It's a well known fact that there are about half as many venture funds today as there were in 2000. While this can be attributed to the burst of the dot-com bubble, the decline is still a sharp one. Michigan Growth Capital Symposium (MGCS) Founder David J. Brophy, Director and Professor of Finance at the University of Michigan Ross School of Business said that drastic adjustment has reverberated through the limited partner community. "It has been very tough to separate them from their money," he said. "Technology and the application of technology is key right now as far as venture capital is concerned."
While changes are afoot, it is characteristic of the venture capital and private equity sectors to be in a constant state of transition. As the growth capital industry is in flux, larger mega-funds are finding ways to engage with companies much smaller than their usual targets. "On one hand, that's good for the venture-backed companies, because now as they enter their later stages they've got large, large funds who are looking at them and are potentially willing to come in as later stage ground investors," said Brophy. "As they get into the growth capital business, they're extending deeper and deeper into the territory that we normally would associate with venture capitalists."

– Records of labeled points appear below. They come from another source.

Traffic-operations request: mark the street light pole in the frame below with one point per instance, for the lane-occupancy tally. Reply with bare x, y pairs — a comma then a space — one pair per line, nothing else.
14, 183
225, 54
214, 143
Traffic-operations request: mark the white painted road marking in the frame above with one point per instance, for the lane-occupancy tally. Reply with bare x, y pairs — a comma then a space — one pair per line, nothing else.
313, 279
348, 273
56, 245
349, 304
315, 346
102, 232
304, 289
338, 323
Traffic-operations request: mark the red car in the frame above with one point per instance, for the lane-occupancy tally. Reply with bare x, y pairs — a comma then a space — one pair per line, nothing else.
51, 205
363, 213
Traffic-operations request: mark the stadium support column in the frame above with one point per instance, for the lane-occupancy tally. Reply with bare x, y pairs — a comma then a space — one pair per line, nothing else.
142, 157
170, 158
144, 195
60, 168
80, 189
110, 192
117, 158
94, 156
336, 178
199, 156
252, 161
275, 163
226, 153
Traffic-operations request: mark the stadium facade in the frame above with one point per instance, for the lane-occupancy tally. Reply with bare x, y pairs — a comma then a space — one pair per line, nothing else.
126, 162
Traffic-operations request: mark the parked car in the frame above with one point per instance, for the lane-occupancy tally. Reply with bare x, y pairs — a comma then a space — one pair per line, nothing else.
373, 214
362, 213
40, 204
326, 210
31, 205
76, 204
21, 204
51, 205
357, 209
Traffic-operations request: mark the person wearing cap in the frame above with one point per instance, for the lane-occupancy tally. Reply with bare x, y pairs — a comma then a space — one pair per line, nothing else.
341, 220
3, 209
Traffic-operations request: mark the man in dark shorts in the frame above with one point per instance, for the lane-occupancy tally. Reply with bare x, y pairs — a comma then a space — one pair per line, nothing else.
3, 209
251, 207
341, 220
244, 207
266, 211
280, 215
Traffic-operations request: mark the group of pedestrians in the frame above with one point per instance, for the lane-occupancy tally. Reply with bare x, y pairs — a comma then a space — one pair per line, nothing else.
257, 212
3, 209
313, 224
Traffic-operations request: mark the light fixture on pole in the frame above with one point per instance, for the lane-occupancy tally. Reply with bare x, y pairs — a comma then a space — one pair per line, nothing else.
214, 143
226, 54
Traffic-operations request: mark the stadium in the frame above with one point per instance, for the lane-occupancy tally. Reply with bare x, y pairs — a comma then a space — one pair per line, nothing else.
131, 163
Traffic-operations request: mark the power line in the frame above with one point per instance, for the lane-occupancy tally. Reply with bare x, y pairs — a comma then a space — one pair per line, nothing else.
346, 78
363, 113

As big funds are doing growth capital investment along with buyouts, the industry is seeing much more leverage for recapitalizations and partial ownership deals. "There's still an appetite, of course, for control, but increasingly we're seeing those kinds of investments involve the retention of management or the transfer of management equity," said Brophy. "These big companies have not, to my knowledge, gotten down into the seed capital business yet - but I wouldn't be surprised if we had some side funds put in place by big private equity shops for the sole purpose of seed investments. That would mean more competition for existing venture capital funds, but also more chances to partner with those big funds who probably are not as familiar with seed and early stage investing as existing investors are." The potential for more available capital, along with a likely tendency for the big fund parent of those seed funds to invest down the road in later rounds, would be a bonus for entrepreneurs.
Brophy noted that the MGCS always strives to reflect the current state of the industry, and these shifts are no exception. "We're likely to see some bigger funds invited to participate," he said. "We're likely to see a bit more representation of growth capital kinds of companies presenting, and we'll have our usual array of startup and early stage companies as well. So we'll be crafting a program that, upon inspection, will look very much like what's going on in the market - and leaning in the direction of what we expect to be coming down the road."